The objectives set for DEMO are still generally formulated for the time being: The device is to supply the power grid with a few hundred megawatts of electric energy, demonstrate sufficient reliability and availability, and work with a closed fuel cycle. The latter means that the device must itself produce beforehand the tritium it needs. According to the schedule of the European Fusion Programme DEMO is to supply power about the middle of the century.

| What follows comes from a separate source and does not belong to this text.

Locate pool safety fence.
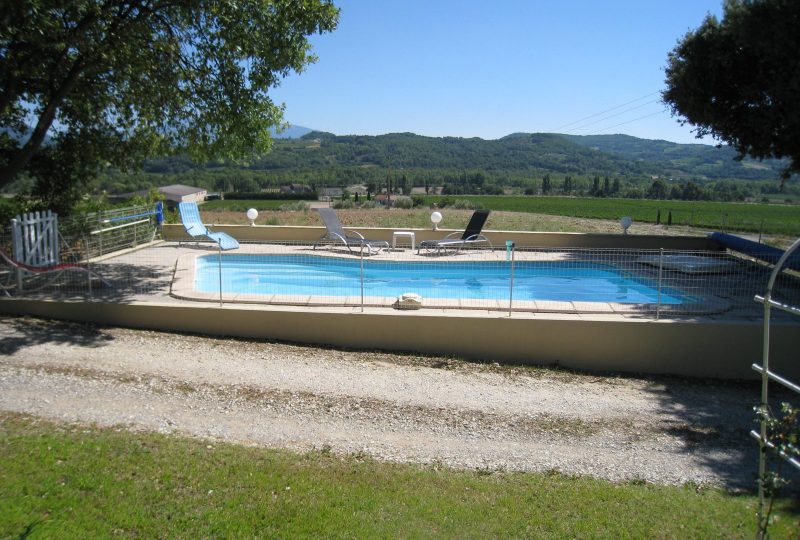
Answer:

It will distinctly surpass its predecessor, ITER: Instead of plasma pulses lasting about five minutes as are to be provided by ITER, DEMO will be calling for two to four hours or even continuous operation. Whereas ITER will be investigating the production of tritium from lithium in separate test modules, DEMO must be able to supply itself with tritium completely independently. Instead of the conventional materials for the in-vessel cladding in ITER, DEMO will use low-activation materials. Furthermore, the DEMO plasma will produce more neutrons than that of ITER, and so the wall materials have to withstand higher loads.
The research results of the next few years will serve to make the designs for DEMO more and more specific. The DEMO Studies project was therefore launched at IPP in 2010.